ARTICLE AD BOX
Pengusiran yang dilakukan secara kolektif itu menyisakan trauma, terutama bagi anak-anak yang ikut terdampak. Suasana mencekam menyelimuti saat rombongan warga datang pada malam hari.
“Saat itu anak-anak kami yang masih kecil, usia 2 sampai 5 tahun, menjerit ketakutan. Mereka menyaksikan langsung keributan, ada yang teriak ‘bakar’ dan ‘bunuh’,” tutur Made Sudiarta, salah satu warga yang kini masih mengungsi di Sanggar Kegiatan Belajar (SKB) Banjarangkan, Jumat (16/5/2025).
Berdasarkan data yang dihimpun, terdapat enam anak dan dua lansia dalam kondisi sakit yang ikut terdampak pengusiran. Kedua lansia itu—masing-masing berusia 57 dan 76 tahun—akhirnya dirujuk ke Puskesmas Nusa Penida untuk perawatan medis setelah dipaksa keluar dari rumah mereka.
Proses pengusiran sempat dikawal pihak kepolisian dari Polsek Nusa Penida, yang kemudian mengevakuasi warga terdampak ke kantor polisi sebelum akhirnya dipindahkan ke Sanggar Kegiatan Belajar (SKB) di wilayah daratan Klungkung.
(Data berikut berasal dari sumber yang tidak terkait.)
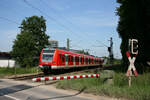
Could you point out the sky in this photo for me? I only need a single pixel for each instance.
(88, 24)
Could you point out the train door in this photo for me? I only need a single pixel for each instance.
(66, 60)
(61, 59)
(77, 60)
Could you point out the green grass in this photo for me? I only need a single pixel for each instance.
(140, 89)
(11, 71)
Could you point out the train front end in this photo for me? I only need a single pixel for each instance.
(46, 58)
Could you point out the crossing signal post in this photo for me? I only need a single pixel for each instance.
(133, 46)
(110, 50)
(131, 54)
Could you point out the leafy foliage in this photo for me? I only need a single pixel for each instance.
(31, 40)
(134, 22)
(83, 52)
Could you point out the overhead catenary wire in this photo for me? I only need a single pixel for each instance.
(66, 20)
(12, 21)
(51, 18)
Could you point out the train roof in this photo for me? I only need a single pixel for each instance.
(78, 54)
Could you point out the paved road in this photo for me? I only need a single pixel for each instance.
(16, 90)
(27, 90)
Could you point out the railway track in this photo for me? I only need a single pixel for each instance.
(64, 72)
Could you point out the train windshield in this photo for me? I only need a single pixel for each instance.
(47, 58)
(48, 55)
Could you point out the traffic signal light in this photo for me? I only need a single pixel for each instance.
(133, 44)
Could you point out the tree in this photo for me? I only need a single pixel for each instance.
(83, 52)
(134, 22)
(29, 43)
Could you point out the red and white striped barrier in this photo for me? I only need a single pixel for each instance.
(131, 66)
(64, 77)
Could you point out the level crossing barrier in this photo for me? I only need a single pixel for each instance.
(64, 77)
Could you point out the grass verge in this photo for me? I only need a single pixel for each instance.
(11, 71)
(140, 89)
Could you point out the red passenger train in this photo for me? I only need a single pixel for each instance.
(51, 58)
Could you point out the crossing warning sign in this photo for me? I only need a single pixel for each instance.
(131, 66)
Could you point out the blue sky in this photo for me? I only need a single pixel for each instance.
(88, 23)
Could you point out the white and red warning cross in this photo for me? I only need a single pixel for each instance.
(64, 77)
(131, 66)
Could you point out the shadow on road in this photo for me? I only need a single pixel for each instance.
(65, 96)
(13, 89)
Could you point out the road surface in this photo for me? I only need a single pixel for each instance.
(24, 90)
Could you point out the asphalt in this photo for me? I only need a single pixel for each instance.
(15, 90)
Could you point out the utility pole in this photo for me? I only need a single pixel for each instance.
(110, 50)
(68, 44)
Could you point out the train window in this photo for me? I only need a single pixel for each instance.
(80, 59)
(77, 59)
(71, 58)
(87, 60)
(66, 58)
(49, 51)
(59, 56)
(63, 58)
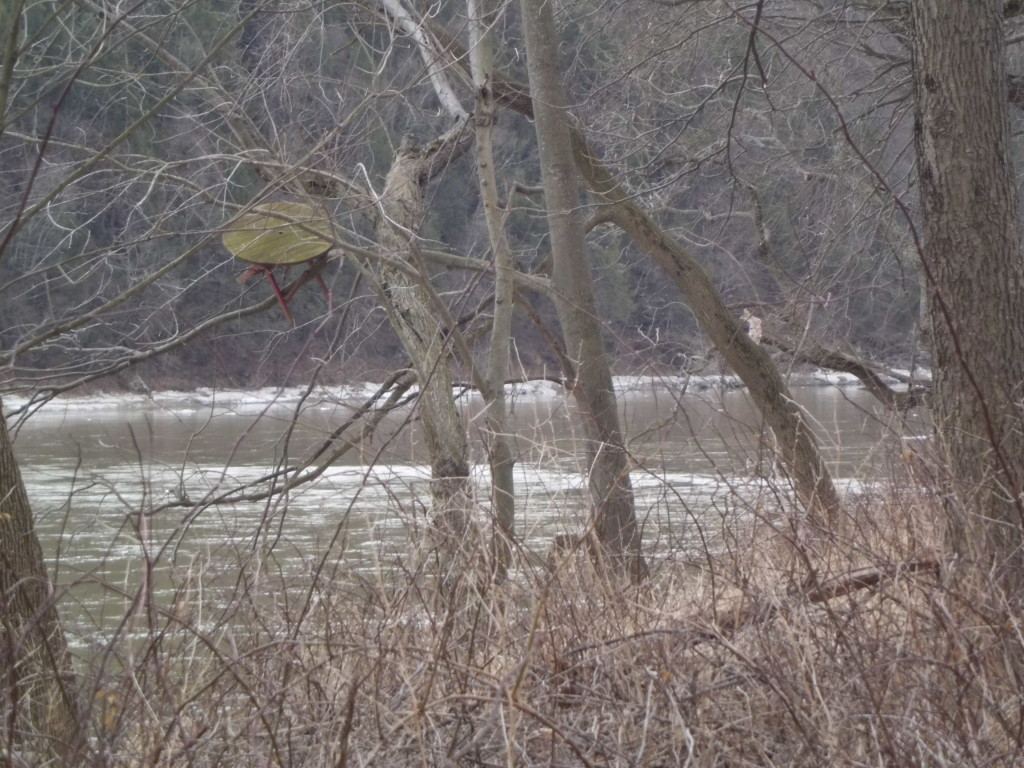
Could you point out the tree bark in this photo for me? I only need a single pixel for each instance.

Namun pengungsian berkepanjangan memunculkan problem baru, terutama dalam bidang pendidikan dan pekerjaan. Para orang tua tak bisa kembali bekerja secara maksimal, sementara anak-anak terpaksa berhenti sekolah selama sebulan.
“Anak saya sempat tak sekolah dari tanggal 30 Maret sampai 30 April. Kami sudah ditawari sekolah baru oleh Dinas Sosial, tapi anak-anak menolak. Mereka tetap ingin sekolah di tempat semula, di Nusa Penida,” ujar Wayan Widi, salah satu wali murid.
Baru pada 5 Mei 2025, anak-anak diperbolehkan kembali menempuh pendidikan di sekolah lama mereka. Namun, tempat tinggal mereka tetap di SKB yang berada di luar pulau. Aktivitas sekolah kini dilakukan dengan sistem antar-jemput oleh pihak keluarga dengan dukungan relawan.
Situasi ini juga berdampak pada aspek psikologis dan sosial warga. Meski sudah mulai beraktivitas, para pengungsi belum diperbolehkan kembali ke rumah mereka di Nusa Penida.
“Yang kami harapkan sekarang hanya satu: bisa kembali ke rumah, hidup seperti biasa. Anak-anak juga ingin pulang, mereka terus menanyakan kapan bisa tidur di tempat tidur sendiri,” ujar Made Sudiarta lirih.